“Ever get the feeling you've been cheated?”
The now legendary June 4th, 1976 gig at Manchester’s Lesser Free Trade Hall spawned the British punk movement and the post-punk scene that was soon to follow only two years later. In the audience were future members of the Buzzcocks Howard Devoto and Pete Shelley (who organized the gig and opened for the Pistols); a nascent version of Joy Division; the two founders of Factory Records Martin Hannet and Tony Wilson; Mark E. Smith of The Fall, Mick Hucknall of Frantic Elevators and much later Simply Red; and a one Steven Patrick Morrissey, who would form The Smiths.
The Pistols smashed out 13 songs in their dynamite set, including covers of Dave Berry’s "Don’t Give Me No Lip Child," Paul Revere and the Raiders “(I’m Not Your) Stepping Stone”, the Small Faces “What’cha Gonna Do About It,” The Stooges’ “No Fun”, and The Who’s “Substitute.” When asked for an encore, they played “No Fun” again....genius.
Of their originals, their two most famous songs--”God Save the Queen” and “Anarchy in the U.K.” had yet to be written--but “Pretty Vacant,” “Problems,” "New York," “No Feelings” are all here in their raw form.
A few songs never made it onto their first album, but can be found on their heavily bootlegged demo tape they recorded the same year.
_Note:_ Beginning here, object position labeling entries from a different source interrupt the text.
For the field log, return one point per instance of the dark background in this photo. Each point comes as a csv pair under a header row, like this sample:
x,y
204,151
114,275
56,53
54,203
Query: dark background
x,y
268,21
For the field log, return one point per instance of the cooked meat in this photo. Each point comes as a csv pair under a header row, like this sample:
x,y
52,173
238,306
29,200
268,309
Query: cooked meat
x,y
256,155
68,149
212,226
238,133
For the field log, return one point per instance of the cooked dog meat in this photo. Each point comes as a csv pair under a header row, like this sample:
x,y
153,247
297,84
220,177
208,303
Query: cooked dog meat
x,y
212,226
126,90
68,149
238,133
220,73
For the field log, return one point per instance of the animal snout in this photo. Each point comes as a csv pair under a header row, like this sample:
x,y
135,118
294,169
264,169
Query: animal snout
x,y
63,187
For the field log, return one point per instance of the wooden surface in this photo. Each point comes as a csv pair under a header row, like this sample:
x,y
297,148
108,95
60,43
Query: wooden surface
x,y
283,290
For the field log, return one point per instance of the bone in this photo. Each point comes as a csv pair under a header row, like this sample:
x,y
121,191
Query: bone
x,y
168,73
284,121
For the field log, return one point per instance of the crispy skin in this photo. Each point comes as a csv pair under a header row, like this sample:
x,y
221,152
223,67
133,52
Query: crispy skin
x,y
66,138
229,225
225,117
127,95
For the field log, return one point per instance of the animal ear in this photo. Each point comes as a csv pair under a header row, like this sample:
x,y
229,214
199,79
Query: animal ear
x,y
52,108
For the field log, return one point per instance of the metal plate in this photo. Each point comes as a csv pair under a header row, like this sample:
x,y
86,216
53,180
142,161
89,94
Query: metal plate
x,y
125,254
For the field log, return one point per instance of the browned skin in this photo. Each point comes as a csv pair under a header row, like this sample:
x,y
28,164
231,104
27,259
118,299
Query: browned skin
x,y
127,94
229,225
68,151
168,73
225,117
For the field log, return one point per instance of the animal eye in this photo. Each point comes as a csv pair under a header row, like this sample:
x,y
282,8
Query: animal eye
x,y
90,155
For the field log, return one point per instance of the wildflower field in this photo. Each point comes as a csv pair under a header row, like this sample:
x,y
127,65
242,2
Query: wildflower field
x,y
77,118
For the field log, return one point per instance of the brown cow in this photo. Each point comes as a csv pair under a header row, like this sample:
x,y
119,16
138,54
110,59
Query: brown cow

When the Pistols stumbled back into London, everybody in Manchester and beyond had started a band, or at least that's how it felt. By the time the Pistols got back to London, The Clash and The Damned had formed. And even if you hadn’t been at Lesser Free Trade Hall, you told your friends you had been and picked up a guitar.
The band would return three weeks later to play the Hall again, playing to hundreds this time and solidifying the dawn of the punk era.